If that sounds like a “shift left” headline, it is, but this time the evidence is in the workflow. Datta said Imankulov’s response highlights a change in how security-conscious developers are approaching code review hygiene. Historically, guidance centered on sandboxing untrusted code or reviewing manually. Here, Roman deployed a local AI agent in a constrained, read-only environment to analyze the codebase before executing anything. Datta framed it as a useful counterpoint to the narrative of AI as an offensive threat vector: used defensively at the developer endpoint, an AI agent is not susceptible to fatigue or social pressure. It can surface anomalous behavior fast, like a test suite initiating an outbound network connection to retrieve unverified code.
Then the ecosystem side of the story adds a second line of defense. GitHub, which maintains npm, is preparing to release npm 12. The allowScripts setting will be defaulted to off, meaning npm install will no longer execute preinstall, install, or postinstall scripts from dependencies unless explicitly allowed in the project. GitHub product manager Leo Balter explained that “Install-time lifecycle scripts are the single largest code-execution surface in the npm ecosystem,” because every npm install runs scripts from every transitive dependency. A single compromised package anywhere in your tree can execute arbitrary code on a developer machine or CI runner. Making script execution opt-in closes that path while keeping it a one-command away convenience for trusted packages.
For organizations trying to keep up, the operational stake is clear: Datta argued that enterprise software supply chain security had to extend beyond the corporate perimeter. Attackers are shifting left to individual engineering endpoints before any line of code enters the corporate supply chain. If a developer’s local workstation is compromised during what looks like a routine job interview, that machine often holds active SSH keys, cloud provider tokens, and live access to internal repositories. Datta said proper defense includes technical guardrails such as isolated developer containers or secure cloud workstations for evaluating third-party or untrusted code. She also referenced emerging frameworks extending exploitability context down to the workstation layer, pushing the “signal” leftward beyond SBOM inventory so it intercepts threats at the point of introduction.

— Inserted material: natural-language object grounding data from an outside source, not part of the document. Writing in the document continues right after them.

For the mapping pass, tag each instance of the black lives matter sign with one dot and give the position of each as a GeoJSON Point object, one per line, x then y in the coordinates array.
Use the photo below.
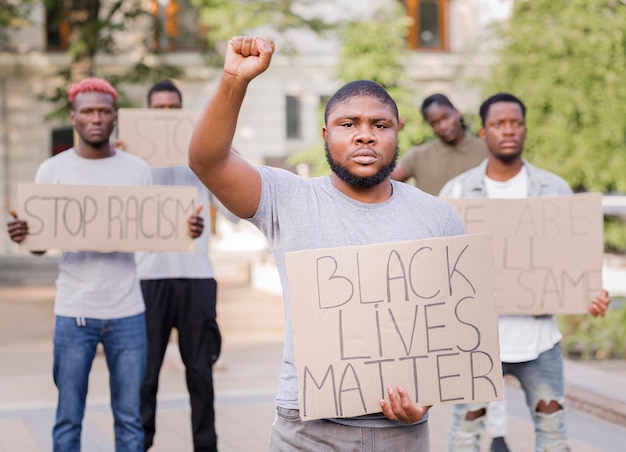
{"type": "Point", "coordinates": [106, 218]}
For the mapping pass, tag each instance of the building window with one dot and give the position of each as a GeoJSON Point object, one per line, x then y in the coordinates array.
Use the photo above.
{"type": "Point", "coordinates": [293, 117]}
{"type": "Point", "coordinates": [57, 29]}
{"type": "Point", "coordinates": [429, 30]}
{"type": "Point", "coordinates": [175, 24]}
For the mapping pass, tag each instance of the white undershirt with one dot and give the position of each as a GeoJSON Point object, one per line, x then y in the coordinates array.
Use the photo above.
{"type": "Point", "coordinates": [522, 337]}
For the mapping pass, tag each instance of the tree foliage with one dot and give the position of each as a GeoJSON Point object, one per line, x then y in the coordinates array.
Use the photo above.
{"type": "Point", "coordinates": [94, 26]}
{"type": "Point", "coordinates": [13, 15]}
{"type": "Point", "coordinates": [375, 49]}
{"type": "Point", "coordinates": [566, 61]}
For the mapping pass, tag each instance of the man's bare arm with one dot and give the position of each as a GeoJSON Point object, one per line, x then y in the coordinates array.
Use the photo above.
{"type": "Point", "coordinates": [234, 181]}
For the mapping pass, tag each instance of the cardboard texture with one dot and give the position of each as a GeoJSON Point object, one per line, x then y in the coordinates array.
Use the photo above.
{"type": "Point", "coordinates": [159, 136]}
{"type": "Point", "coordinates": [106, 218]}
{"type": "Point", "coordinates": [548, 250]}
{"type": "Point", "coordinates": [419, 314]}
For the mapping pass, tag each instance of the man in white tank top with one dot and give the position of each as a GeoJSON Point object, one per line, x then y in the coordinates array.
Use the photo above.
{"type": "Point", "coordinates": [529, 345]}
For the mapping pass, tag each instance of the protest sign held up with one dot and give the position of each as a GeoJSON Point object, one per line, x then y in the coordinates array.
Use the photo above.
{"type": "Point", "coordinates": [419, 314]}
{"type": "Point", "coordinates": [548, 250]}
{"type": "Point", "coordinates": [159, 136]}
{"type": "Point", "coordinates": [106, 218]}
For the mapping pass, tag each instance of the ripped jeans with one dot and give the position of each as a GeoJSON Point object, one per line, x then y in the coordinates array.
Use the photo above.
{"type": "Point", "coordinates": [541, 380]}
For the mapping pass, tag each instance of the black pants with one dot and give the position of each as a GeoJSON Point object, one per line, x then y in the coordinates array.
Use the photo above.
{"type": "Point", "coordinates": [189, 306]}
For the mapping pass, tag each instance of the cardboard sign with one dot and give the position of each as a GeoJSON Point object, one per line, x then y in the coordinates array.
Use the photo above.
{"type": "Point", "coordinates": [159, 136]}
{"type": "Point", "coordinates": [106, 218]}
{"type": "Point", "coordinates": [419, 314]}
{"type": "Point", "coordinates": [548, 250]}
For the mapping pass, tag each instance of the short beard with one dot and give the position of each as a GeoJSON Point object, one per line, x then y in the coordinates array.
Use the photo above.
{"type": "Point", "coordinates": [357, 181]}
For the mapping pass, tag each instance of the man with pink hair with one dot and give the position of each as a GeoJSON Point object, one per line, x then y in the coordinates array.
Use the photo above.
{"type": "Point", "coordinates": [98, 296]}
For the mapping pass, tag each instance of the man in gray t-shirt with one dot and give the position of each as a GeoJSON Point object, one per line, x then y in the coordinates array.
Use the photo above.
{"type": "Point", "coordinates": [357, 204]}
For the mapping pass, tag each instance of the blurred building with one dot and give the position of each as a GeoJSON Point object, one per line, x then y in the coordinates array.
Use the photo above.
{"type": "Point", "coordinates": [449, 47]}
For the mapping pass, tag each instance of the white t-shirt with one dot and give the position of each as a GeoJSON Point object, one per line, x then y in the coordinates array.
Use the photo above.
{"type": "Point", "coordinates": [297, 214]}
{"type": "Point", "coordinates": [522, 337]}
{"type": "Point", "coordinates": [91, 284]}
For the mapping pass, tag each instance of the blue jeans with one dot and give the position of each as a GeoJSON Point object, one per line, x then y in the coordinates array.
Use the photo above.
{"type": "Point", "coordinates": [75, 342]}
{"type": "Point", "coordinates": [541, 380]}
{"type": "Point", "coordinates": [289, 433]}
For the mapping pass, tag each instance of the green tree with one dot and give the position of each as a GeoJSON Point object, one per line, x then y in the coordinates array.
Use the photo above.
{"type": "Point", "coordinates": [375, 49]}
{"type": "Point", "coordinates": [567, 60]}
{"type": "Point", "coordinates": [227, 18]}
{"type": "Point", "coordinates": [93, 25]}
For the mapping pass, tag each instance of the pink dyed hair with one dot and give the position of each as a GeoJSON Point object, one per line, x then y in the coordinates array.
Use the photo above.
{"type": "Point", "coordinates": [91, 84]}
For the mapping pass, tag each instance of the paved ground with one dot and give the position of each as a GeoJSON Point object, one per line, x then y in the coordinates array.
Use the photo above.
{"type": "Point", "coordinates": [245, 381]}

The payoff for boards and leaders is not “AI saved a developer.” The payoff is the model of how to reduce blast radius when the next LinkedIn lure arrives. Imankulov’s near-miss shows how quickly a routine npm install can become a code execution path, and how small deviations in workflow, like using a constrained read-only scan before running anything, can interrupt the attacker’s chain. With npm 12 changing defaults next month and platforms steadily tightening controls, the next era of supply chain security will be won or lost in developer environments, not just in the centralized gates you already have.